The traditional Calle de Capón Segunda (its current seventh block), now simply known as Capón Street (Calle Capón) took its name from the former. In 1613, it was known as the block of the Molino de los Teatinos. Alonso Rodríguez, a hat manufacturer, also resided in the street. In Escobedo's map, it was known as the Calle de Anticona, a name later used by the street to its left side.

=== Recent history ===
Capón Street, previously a vehicular road, was made into a pedestrian footpath during the late 20th century. The newly remodelled street was inaugurated in 1999.

On January 13, 2024, a code-3 (out of control) fire consumed a 102-year old building near the street's corner with Abancay Avenue, affecting 16 families.

== Route ==
The street begins at its intersection with Union Street. This first block is connected to the main square by the Pasaje Olaya, a pedestrian alleyway. Located here are commercial buildings dating back to different periods of the 20th century. It continues until it reaches Carabaya Street.

The street's second block houses the Hotel Maury, an establishment dating back to 1835 and associated with the early history of the Pisco sour. To its front is the Casa Candamo, a two-storey house owned by the Arnao family until 1850, after which it was sold to the Candamo family. Manuel Candamo, its most famous resident, lived there until his death in 1904. Another important building is the Museum of the Central Reserve Bank of Peru, inaugurated in 1929 as the headquarters of the bank of the same name and later repurposed in 1982.

The street's third block is the site of the historical headquarters of the Banco de Crédito del Perú (BCP), originally the Banco Italiano. The exercise house of the Sacred Heart is located across the street. It was inaugurated in 1725, originally occupying the finca inherited by María Fernández de Córdova y Sande from her father, Lorenzo Fernández de Córdova y Sande, and the building next door (destroyed by the 1746 earthquake). Also located in the street is the Palacio de Goyeneche, a 959.20 m^{2} two-storey building that dates back to the 1760s–1770s once leased to the Seminario de Lima and auctioned two years later to Colonel Juan Mariano de Goyeneche y Barreda. It was remodeled in 1863 by architect Michele Trefogli under the Doric order. It was ultimately acquired by the BCP in 1971. Other important buildings are the Palacio de Torre Tagle, the Casa Aspíllaga (both operated by the Ministry of Foreign Affairs), the Casa L'eau Vive (a French restaurant operated by nuns), and the former Banco Industrial del Perú (operated by the Peruvian ombudsman), located next to the Plazuela de San Pedro.

The street's fourth block houses the Basilica and Convent of Saint Peter, a Jesuit religious complex dating back to 1638 whose interior houses the remains of two Viceroys of Peru: the Marquess of Osorno and the Count of Lemos. Opposite the church is the Grand Public Library of Lima, one of two branches operated by the National Library of Peru. This block is the last to be located to the west of Avenida Abancay.

The street's fifth and sixth blocks are located in Barrios Altos. They feature commercial establishments and a number of buildings from multiple time periods. The latter of the two houses the Central Market of Lima at its northern side, itself located next to the Chinese Arch at the entrance of the city's Chinatown.

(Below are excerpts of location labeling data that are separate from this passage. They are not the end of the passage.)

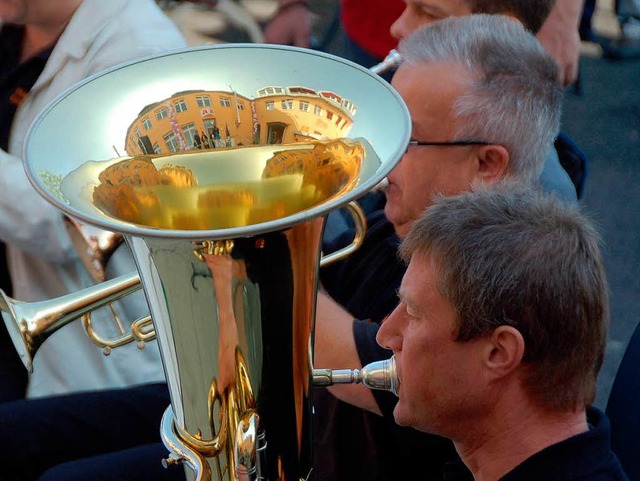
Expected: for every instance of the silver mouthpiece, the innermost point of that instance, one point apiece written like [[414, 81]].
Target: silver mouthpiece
[[381, 375]]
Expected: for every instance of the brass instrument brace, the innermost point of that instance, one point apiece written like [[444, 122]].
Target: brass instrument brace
[[216, 248]]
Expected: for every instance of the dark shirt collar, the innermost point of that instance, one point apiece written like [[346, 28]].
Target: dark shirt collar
[[584, 456]]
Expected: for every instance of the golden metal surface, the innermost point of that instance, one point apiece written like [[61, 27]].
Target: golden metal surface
[[235, 153]]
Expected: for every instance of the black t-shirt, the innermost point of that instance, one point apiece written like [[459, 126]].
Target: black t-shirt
[[349, 443], [584, 457]]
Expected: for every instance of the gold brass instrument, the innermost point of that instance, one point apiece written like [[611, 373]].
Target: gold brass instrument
[[30, 324], [225, 227], [391, 61]]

Calle Capón, the street's seventh block, begins past the arch. It is the best known feature of Lima's Chinatown, and feature Chinese-oriented businesses, including Chifa restaurants. It concludes at its intersection with Paruro Street.

== Transportation ==
The road is accessible to regular traffic, while certain areas are restricted to pedestrian use, such as Capón Street.